La situation politique et sociale du pays ne manque pas de contradictions. Alors que depuis quelques années les mouvements sociaux se développent (grèves et manifestations de décembre 95, lutte des chômeurs, mouvement des sans-papiers...), le débat politique ne sensibilise pas la population. Les dernières élections ont été marquées par un nombre énorme d'abstentionnistes et de votes blancs. Alors que les mouvements de protestation dénoncent de plus en plus les inégalités, la priorité est donnée à une politique économique faisant la part belle aux mouvements spéculatifs et à une Europe des capitaux.
Le Président de la République (de droite) est élu après avoir mené une campagne presque à gauche (dénonciation de la fracture sociale et de la pensée unique) mais annonce un reniement complet de ses engagements six mois après avoir été élu. Le gouvernement actuel est composé de diverses sensibilités de gauche mais continue à mener une politique de droite.
Et c'est ainsi que le Front national surfe sur le mécontentement populaire pour diffuser ces discours de haine avec toute la démagogie populiste propre aux fascistes. Il faut certes supprimer le Front national, les accords passés entre une partie de la droite et le FN prouvent qu'il y a urgence. L'infâme Millon et ses amis représentent un danger pour la démocratie, contre eux il faut faire preuve de la plus grande détermination.
Mais il faut surtout supprimer ses idées qui gangrènent tous les partis politiques. Le risque est grand que, côté vitrine, les partis politiques jugent infréquentable Le Pen mais côté cour ils ne manqueront pas de séduire son électorat. Les sans-papiers en sont déjà les premières victimes. Face à l'insécurité de nombreuses personnalités politiques proposent d'augmenter les moyens répressifs (police, double-peine...) pendant que les enseignants de Seine St-Denis réclament depuis plusieurs semaines des effectifs supplémentaires.

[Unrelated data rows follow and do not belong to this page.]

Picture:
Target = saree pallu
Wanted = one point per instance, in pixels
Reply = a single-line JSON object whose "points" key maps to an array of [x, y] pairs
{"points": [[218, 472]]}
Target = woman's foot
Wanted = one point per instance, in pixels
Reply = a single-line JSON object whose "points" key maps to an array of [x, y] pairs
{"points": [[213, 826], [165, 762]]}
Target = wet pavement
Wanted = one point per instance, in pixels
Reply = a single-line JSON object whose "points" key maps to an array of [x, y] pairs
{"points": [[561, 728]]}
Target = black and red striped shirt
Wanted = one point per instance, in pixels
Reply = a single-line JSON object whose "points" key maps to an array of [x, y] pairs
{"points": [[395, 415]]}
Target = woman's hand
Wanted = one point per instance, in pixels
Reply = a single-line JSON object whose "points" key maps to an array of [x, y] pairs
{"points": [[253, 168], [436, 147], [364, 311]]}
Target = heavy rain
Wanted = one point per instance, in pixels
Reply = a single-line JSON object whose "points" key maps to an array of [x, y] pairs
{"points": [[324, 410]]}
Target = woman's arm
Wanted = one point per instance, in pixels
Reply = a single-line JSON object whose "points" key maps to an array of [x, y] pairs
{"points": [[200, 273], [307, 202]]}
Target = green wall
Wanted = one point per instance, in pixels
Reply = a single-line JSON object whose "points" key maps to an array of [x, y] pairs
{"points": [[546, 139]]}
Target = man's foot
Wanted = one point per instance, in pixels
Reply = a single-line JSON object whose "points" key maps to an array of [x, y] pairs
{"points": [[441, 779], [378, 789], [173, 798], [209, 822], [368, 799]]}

En conséquence, pour lutter efficacement contre l'extrême-droite et ses idées, il faut développer le rapport de force pour favoriser des mesures de fond contre les inégalités, l'exclusion et le chômage. Les luttes des chômeurs, des sans-papiers et des enseignants du 93 sont une chance pour un gouvernement de gauche qui peut s'appuyer sur ces luttes contre le CNPF et les libéraux. La combinaison du mouvement social avec une politique de gauche est l'unique moyen de faire céder les pouvoirs financiers.
SUD s'engage totalement au côté des chômeurs, des sans-papiers et de tous ceux qui luttent pour l'égalité et la dignité. La lutte pour l'emploi doit occuper une place majeure dans cette bataille. La loi des 35 heures doit être une réussite. C'est une revendication historique du mouvement ouvrier et du syndicalisme. Un échec d'une loi pour la réduction du temps de travail aurait des conséquences désastreuses pour le mouvement syndical, qui risque de perdre sa crédibilité non seulement sur cette revendication mais aussi sur l'ensemble de toutes les autres.
Pour que les 35 heures soient un succès, elles doivent se faire sans réduction de salaires, sans flexibilité (annualisation, allongement des plages horaires), avec embauches équivalentes, avec obligation d'application immédiate (pas dans deux ans), et doivent concerner tous les travailleurs (les petites et grandes entreprises ainsi que les services publics). Les 35 heures doivent tendre à aller très vite vers les 32 heures hebdomadaires (et moins encore) pour supprimer définitivement le chômage.
Les experts économiques faisaient état d'une potentialité de 1600 000 emplois avec les 35 heures. Les analyses récentes du gouvernement ne font plus état que de 100 000 emplois créés. Ainsi nous sommes passés d'un rapport de 16 à 1 faute de fermeté face au patronat et à son (ses) tueur(s). La loi n'est aujourd'hui pas encore à la hauteur de l'enjeu. Les organisations syndicales doivent s'engager avec plus de détermination pour favoriser une journée d'action nationale et unitaire pour les 35 heures. Le moment est venu de peser sur une mesure historique pour l'avenir. L'unité des chômeurs et des salariés est possible et souhaitable. Tous ensemble nous pouvons gagner.